A far more vexed question would be, who is to appoint the judges of the superior Court, which should be divided into a trial division and a permanent appellate division. I myself think that rotating courts of appeal are undesirable. Too often appellate Courts constituted by trial judges defer, or certainly appear to defer, too much to the judgment below: there but for the grace of God go I; my turn will come.

It would be resisted, but the Family Court should be part of the superior Court. Children and families are far too important to be entrusted to lesser judges. There could be further divisions within the trial division of the superior Court, but that should be a matter for legislation and regulation, and not a Constitution.

I have postponed until now the question of the means and makers of appointments of judges of the new, and fully empowered, superior Court. Politicians like the power of patronage, except of course when it is very risky. Even if it were agreed that a Judicial Appointments Commission should actually make the appointments, there would still be argument about who should appoint the Commission. I have reservations about Judicial Commissions, but that is a topic that I do not have time to pursue tonight.4 My preference would be that appointments to a new superior Court be made by a committee of seven, constituted by the federal Attorney-General and the Attorneys-General of all of the States. If that be unacceptable, the committee could consist of two Attorneys-General of the States (taking turns), and the federal Attorney-General. There is no reason why the federal Attorney-General should have the final say. No doubt there would be compromise appointments, but I would think that there always would be. If there were to be a Judicial Commission it could similarly be appointed, each State and the Commonwealth nominating a member of it.
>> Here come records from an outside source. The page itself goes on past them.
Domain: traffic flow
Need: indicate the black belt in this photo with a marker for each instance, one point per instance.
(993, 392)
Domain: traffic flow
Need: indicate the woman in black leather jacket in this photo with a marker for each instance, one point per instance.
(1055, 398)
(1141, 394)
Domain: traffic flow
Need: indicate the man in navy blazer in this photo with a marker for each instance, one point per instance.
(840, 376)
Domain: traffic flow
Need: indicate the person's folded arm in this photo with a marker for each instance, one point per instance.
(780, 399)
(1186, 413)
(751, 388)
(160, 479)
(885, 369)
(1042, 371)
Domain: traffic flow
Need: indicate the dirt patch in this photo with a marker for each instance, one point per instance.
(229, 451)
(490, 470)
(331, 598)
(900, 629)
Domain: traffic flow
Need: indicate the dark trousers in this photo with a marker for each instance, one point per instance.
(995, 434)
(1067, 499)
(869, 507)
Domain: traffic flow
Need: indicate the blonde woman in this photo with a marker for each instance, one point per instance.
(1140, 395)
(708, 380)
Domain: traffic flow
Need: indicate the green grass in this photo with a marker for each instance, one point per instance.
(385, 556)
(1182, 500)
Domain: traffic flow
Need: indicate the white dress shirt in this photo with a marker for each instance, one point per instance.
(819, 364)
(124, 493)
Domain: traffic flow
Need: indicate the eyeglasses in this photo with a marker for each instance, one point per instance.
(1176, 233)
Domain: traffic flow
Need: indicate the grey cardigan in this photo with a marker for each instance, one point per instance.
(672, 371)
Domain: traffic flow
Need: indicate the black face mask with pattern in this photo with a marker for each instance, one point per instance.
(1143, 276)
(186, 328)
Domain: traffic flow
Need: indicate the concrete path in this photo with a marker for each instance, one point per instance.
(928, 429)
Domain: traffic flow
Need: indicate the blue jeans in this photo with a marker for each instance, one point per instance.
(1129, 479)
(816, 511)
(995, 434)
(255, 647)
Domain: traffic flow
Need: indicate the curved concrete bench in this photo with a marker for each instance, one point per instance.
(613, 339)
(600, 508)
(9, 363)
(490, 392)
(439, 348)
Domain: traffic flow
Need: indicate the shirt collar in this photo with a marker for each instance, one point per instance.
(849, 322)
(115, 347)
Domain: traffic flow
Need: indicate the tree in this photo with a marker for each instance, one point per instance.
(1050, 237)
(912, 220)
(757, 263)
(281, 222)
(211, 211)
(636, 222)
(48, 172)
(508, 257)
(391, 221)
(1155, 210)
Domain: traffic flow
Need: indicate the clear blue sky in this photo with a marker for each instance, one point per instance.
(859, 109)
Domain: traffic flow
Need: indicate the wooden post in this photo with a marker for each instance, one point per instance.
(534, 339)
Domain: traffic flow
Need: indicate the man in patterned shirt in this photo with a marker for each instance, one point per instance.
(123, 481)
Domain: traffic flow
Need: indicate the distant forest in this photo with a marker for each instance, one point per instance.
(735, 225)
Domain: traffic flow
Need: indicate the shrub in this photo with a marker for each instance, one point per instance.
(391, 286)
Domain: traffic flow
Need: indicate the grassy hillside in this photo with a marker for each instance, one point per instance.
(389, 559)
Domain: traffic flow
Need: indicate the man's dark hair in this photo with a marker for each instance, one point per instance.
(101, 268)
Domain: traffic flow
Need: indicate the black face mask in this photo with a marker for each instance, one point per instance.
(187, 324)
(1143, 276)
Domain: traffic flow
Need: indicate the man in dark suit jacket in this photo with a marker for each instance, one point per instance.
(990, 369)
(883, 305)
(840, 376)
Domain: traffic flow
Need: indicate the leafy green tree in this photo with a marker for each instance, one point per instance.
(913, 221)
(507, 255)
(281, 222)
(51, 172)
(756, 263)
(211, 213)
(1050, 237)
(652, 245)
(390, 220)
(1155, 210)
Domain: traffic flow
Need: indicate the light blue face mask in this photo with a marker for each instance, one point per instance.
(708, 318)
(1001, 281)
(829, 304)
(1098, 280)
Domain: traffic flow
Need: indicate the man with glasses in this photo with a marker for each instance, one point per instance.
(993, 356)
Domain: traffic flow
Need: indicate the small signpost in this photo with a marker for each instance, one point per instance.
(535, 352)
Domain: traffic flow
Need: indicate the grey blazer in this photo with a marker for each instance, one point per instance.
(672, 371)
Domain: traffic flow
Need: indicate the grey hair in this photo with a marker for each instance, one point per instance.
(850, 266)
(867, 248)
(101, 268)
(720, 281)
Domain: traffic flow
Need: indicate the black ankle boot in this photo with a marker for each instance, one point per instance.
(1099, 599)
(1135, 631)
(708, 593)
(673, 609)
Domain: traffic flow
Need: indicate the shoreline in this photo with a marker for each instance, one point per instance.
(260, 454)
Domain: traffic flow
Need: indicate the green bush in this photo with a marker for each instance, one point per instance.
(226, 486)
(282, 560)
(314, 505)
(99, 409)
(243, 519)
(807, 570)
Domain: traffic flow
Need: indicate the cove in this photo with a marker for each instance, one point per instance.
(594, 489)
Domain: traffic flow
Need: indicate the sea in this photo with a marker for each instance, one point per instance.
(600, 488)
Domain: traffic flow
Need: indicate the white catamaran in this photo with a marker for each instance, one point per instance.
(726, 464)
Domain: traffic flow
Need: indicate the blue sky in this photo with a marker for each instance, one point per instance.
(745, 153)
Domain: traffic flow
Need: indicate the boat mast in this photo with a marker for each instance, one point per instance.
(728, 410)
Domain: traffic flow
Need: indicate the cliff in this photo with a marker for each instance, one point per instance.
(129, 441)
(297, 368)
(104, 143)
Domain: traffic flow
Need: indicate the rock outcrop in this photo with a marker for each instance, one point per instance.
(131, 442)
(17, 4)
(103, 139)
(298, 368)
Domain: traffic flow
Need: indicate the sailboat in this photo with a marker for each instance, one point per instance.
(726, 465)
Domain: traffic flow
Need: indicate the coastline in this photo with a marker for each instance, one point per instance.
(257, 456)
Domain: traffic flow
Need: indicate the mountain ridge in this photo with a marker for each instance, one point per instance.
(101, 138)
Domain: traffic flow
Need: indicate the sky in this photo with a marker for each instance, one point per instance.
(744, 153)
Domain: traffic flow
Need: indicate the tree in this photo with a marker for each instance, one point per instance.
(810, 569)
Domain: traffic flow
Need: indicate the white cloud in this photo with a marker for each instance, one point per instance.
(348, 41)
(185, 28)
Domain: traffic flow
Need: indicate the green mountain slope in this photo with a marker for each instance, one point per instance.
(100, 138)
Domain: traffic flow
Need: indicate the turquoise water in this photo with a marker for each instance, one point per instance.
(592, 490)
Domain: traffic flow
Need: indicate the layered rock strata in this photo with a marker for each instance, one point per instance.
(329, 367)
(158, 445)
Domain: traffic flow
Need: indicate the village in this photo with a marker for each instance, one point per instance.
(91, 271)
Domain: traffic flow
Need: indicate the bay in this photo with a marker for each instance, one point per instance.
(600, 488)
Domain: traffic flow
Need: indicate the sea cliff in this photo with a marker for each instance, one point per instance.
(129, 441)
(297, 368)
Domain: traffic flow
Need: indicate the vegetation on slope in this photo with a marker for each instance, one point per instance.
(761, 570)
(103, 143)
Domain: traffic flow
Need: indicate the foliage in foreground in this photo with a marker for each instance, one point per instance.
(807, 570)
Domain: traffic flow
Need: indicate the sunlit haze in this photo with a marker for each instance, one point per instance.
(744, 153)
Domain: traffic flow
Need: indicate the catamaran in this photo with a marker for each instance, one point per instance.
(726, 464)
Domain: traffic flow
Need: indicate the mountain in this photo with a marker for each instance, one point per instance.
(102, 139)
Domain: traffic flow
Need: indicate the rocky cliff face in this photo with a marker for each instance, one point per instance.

Who should pay for the maintenance of the judiciary? In my view, it should undoubtedly be the Commonwealth. It is likely to control the purse strings in a republic and have the capacity to pay. It would, after all, be relieved of the expense of the maintenance of an expensive separate federal judiciary.

Other people have ideas about these matters. I do not advance mine dogmatically. I advance them in order to stimulate a debate. As content as I am with our present constitutional arrangements, it would be naive for me to assume that they are immutable. What I fear is that, not just in relation to the courts, but also in relation to all other matters of detail, the non-republicans may deal themselves out of the game. In this paper I have simply tried to lay some cards on the table.


Endnotes:

1. Bush v. Palm Beach County Canvassing Board et al., November, 2000.
2. 81 (ALJ) 2007 577 at 583.
3. Fencott v. Muller, 152 CLR 710.
4. See I D F Callinan, Responsible Government---In Dilution, Quadrant, April, 2008.